Curve Founder: DeFi Needs Real Revenue Over Token Emissions

Michael Egorov, the founder of decentralized exchange Curve, argues that the DeFi sector must transition from relying on token emissions to generating genuine revenue streams to ensure long-term sustainability and attract lasting liquidity.

·2 min read
Curve Founder: DeFi Needs Real Revenue Over Token Emissions

Curve founder Michael Egorov has stated that decentralized finance (DeFi) protocols can no longer depend solely on token incentives to attract and retain liquidity. He emphasizes that the effectiveness of token emissions as a primary growth driver is diminishing, necessitating a fundamental shift in how DeFi platforms generate value.

Egorov articulated that the future viability of DeFi hinges on its ability to establish and sustain 'real revenues.' This suggests a move towards business models that create tangible economic value, rather than relying on speculative or inflationary tokenomics to bootstrap liquidity and reward participants.
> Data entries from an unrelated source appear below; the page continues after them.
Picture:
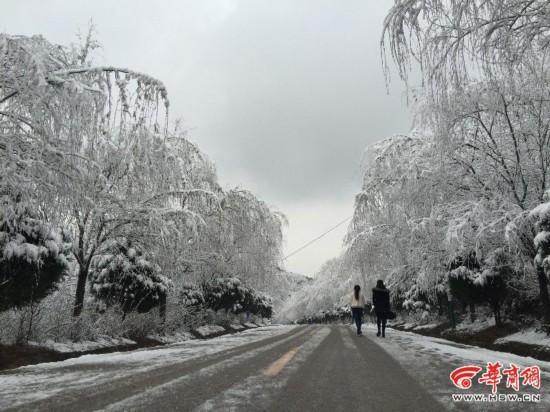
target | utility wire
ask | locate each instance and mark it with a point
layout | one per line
(319, 237)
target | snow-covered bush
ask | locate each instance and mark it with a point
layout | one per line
(229, 294)
(33, 255)
(123, 276)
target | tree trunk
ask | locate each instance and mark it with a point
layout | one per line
(544, 298)
(80, 291)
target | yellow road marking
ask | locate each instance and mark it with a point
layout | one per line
(280, 363)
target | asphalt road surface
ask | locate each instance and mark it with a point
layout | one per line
(301, 368)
The core of Egorov's argument points to a maturation phase for the DeFi industry. As the ecosystem evolves, the reliance on continuous token issuance as a substitute for actual economic activity becomes increasingly unsustainable. Protocols must demonstrate their ability to generate profit and utility that extends beyond the immediate incentives offered by their native tokens.
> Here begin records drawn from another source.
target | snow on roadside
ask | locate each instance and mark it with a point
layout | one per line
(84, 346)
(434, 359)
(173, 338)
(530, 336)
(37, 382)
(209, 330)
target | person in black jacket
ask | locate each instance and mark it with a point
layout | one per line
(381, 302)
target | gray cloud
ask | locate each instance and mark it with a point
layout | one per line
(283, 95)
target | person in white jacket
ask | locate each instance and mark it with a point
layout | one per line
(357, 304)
This perspective signals a critical juncture for DeFi. The potential shift away from token emissions towards revenue generation could reshape incentive structures, attract different types of investors, and lead to more robust and enduring decentralized financial applications. It underscores the importance of building fundamentally sound economic models within the Web3 space, ensuring that protocols can operate profitably and deliver real-world value.

Originally reported by CoinTelegraph.